I turned away from his hand, gripped the edge of the bed and dismissed the men tending to him with a wave of my hand.
“It could have been far worse.”
for visiting.
“Cut it out.”
“Shut up, I’m worried, you bastard.”
“You’re injured yourself.”
“A scratch.”
“A scratch? I bet you cried and panicked like-”
“I did not!” I pushed him, softly, playfully, yet too hard for his state. He gave a cry and fell back. I cursed, while Julius merely regarded me, his expression soft and collected, though I could still see the strain that laid behind his eyes.
“Cut in two and nigh beheaded, aren’t we two beautiful fools?” He said.
“We should form a union.”
“I should rise.”
“Julius,” I leaned in closer, the sheets shifting under me, “you will not.”
He did not protest. I slid my hand up to the bruise on his side – he watched and waited. I pulled back and rose from his bedside, bidding him to sleep.
Upon leaving Julius’s chamber, I received two letters. Recognising the proficient hand of my wife and the elegant strokes of the lovely Adelaine, I sought out a quiet corner within the modest library of the estate. Decency urged me to read my wife’ words first, though I was restive to finish her letter. Updates on the court of Sicily were not of an abundant nature and soon my eyes wandered towards the letter of the lady Urselingen.
During the months in which I had occupied the south of Germany, we had frequently exchanged informal pleasantries. I had come to know her as a charming woman, who never failed to lighten my mood. Quite early I had come to the realisation that she was fairly headstrong, as she never altered her ideals, no matter the profound discussions we had.

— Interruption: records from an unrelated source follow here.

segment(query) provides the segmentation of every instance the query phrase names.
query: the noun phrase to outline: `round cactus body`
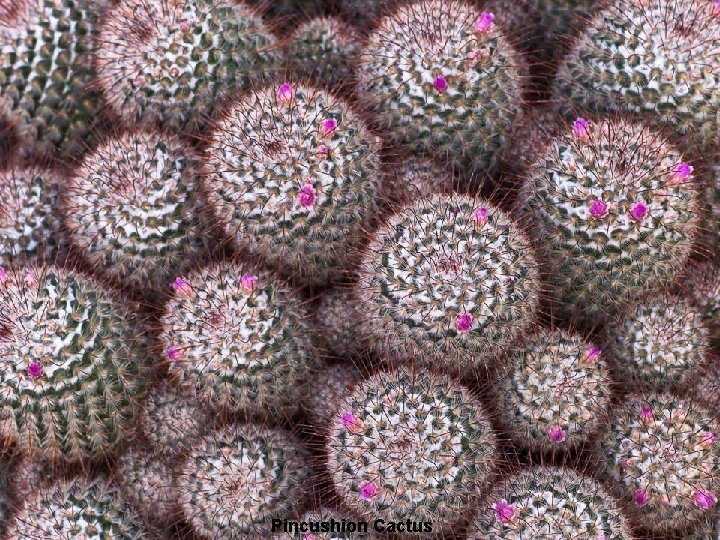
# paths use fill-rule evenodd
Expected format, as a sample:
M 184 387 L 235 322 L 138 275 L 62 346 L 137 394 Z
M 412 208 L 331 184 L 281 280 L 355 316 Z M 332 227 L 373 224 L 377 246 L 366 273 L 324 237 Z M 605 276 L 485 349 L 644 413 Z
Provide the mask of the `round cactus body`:
M 0 266 L 62 263 L 68 243 L 56 210 L 61 185 L 47 169 L 0 173 Z
M 702 313 L 671 295 L 637 302 L 610 322 L 607 333 L 617 378 L 630 388 L 684 387 L 710 352 Z
M 64 222 L 90 262 L 157 292 L 204 253 L 199 164 L 176 137 L 136 133 L 88 155 L 62 194 Z
M 170 375 L 213 409 L 294 413 L 319 361 L 300 299 L 229 263 L 173 285 L 160 334 Z
M 0 269 L 0 436 L 47 461 L 121 443 L 144 388 L 133 311 L 73 271 Z
M 91 141 L 102 107 L 93 39 L 107 3 L 0 2 L 0 130 L 23 165 L 80 154 Z
M 178 478 L 185 517 L 201 538 L 262 538 L 291 516 L 309 481 L 307 455 L 290 435 L 252 425 L 208 435 Z
M 522 115 L 524 67 L 494 21 L 459 0 L 408 3 L 358 58 L 358 98 L 394 144 L 472 174 L 493 166 Z
M 327 468 L 335 492 L 358 516 L 410 520 L 405 532 L 420 536 L 428 536 L 425 522 L 435 535 L 449 532 L 494 466 L 496 438 L 481 404 L 444 376 L 381 372 L 334 409 Z
M 350 83 L 359 50 L 360 37 L 352 26 L 335 17 L 318 17 L 293 32 L 288 67 L 296 76 L 334 90 Z
M 129 0 L 100 30 L 98 80 L 125 124 L 194 134 L 236 88 L 277 70 L 262 19 L 229 0 Z
M 601 464 L 627 511 L 658 532 L 691 529 L 716 510 L 720 423 L 670 394 L 633 396 L 600 441 Z
M 714 144 L 720 10 L 710 0 L 623 0 L 598 12 L 560 67 L 557 97 L 641 114 L 688 150 Z
M 701 214 L 693 166 L 624 119 L 575 120 L 531 166 L 520 204 L 555 296 L 587 318 L 671 281 Z
M 360 276 L 361 324 L 375 346 L 451 369 L 500 354 L 538 300 L 535 256 L 520 227 L 467 196 L 400 207 L 375 233 Z
M 632 529 L 597 481 L 572 469 L 532 467 L 497 484 L 469 540 L 633 540 Z
M 27 499 L 8 527 L 6 540 L 152 540 L 137 513 L 105 478 L 76 479 L 42 489 Z
M 498 419 L 531 448 L 587 442 L 600 429 L 612 395 L 601 349 L 560 330 L 539 330 L 521 343 L 498 370 Z
M 379 143 L 348 104 L 283 83 L 235 105 L 210 145 L 213 207 L 238 245 L 326 283 L 379 207 Z

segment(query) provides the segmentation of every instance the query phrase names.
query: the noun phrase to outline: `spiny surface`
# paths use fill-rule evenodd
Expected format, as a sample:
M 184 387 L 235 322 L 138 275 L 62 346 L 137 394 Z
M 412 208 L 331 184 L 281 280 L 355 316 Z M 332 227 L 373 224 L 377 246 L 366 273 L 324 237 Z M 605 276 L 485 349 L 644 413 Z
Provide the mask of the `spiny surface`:
M 334 409 L 327 469 L 359 516 L 429 521 L 436 535 L 449 532 L 494 466 L 497 441 L 482 405 L 445 376 L 381 372 Z

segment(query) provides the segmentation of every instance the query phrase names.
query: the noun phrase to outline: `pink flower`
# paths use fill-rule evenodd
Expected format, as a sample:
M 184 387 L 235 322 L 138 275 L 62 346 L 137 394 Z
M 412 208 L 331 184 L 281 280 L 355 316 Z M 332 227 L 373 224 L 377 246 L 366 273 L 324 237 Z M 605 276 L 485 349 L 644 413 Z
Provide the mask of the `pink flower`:
M 640 221 L 647 216 L 648 210 L 649 209 L 644 202 L 636 202 L 630 207 L 630 217 L 635 221 Z
M 481 34 L 485 34 L 492 28 L 493 22 L 495 21 L 495 14 L 483 11 L 475 21 L 475 30 Z
M 700 508 L 703 510 L 708 510 L 715 506 L 715 503 L 717 502 L 717 497 L 710 493 L 709 491 L 704 491 L 702 489 L 695 492 L 693 495 L 693 500 L 695 501 L 695 504 L 697 504 Z
M 438 75 L 437 77 L 435 77 L 435 82 L 433 83 L 433 86 L 435 87 L 435 90 L 442 94 L 445 90 L 447 90 L 447 79 L 442 75 Z
M 360 488 L 360 496 L 366 501 L 369 501 L 375 495 L 377 495 L 377 487 L 372 482 L 363 484 L 363 486 Z
M 493 504 L 493 510 L 495 510 L 495 519 L 500 523 L 510 523 L 515 517 L 515 509 L 505 499 Z
M 573 133 L 578 139 L 587 139 L 590 136 L 590 122 L 578 117 L 573 122 Z
M 595 199 L 590 203 L 590 215 L 595 219 L 604 218 L 608 215 L 608 206 L 605 201 Z

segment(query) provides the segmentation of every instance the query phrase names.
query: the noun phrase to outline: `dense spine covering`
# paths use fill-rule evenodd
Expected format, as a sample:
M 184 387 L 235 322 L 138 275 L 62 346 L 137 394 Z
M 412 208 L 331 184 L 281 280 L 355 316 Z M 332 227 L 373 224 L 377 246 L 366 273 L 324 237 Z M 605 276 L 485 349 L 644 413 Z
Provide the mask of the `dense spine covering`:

Ideas and concepts one would normally cautiously entrust to paper, she would gladly bestow onto me – and I onto her. It was as if we were old acquaintances, and an intimacy, a mutual understanding, was established between us, alike in character and kind.
So as the sun was setting on another battle filled day, I smiled and opened the parchment with a flutter lingering in my heart.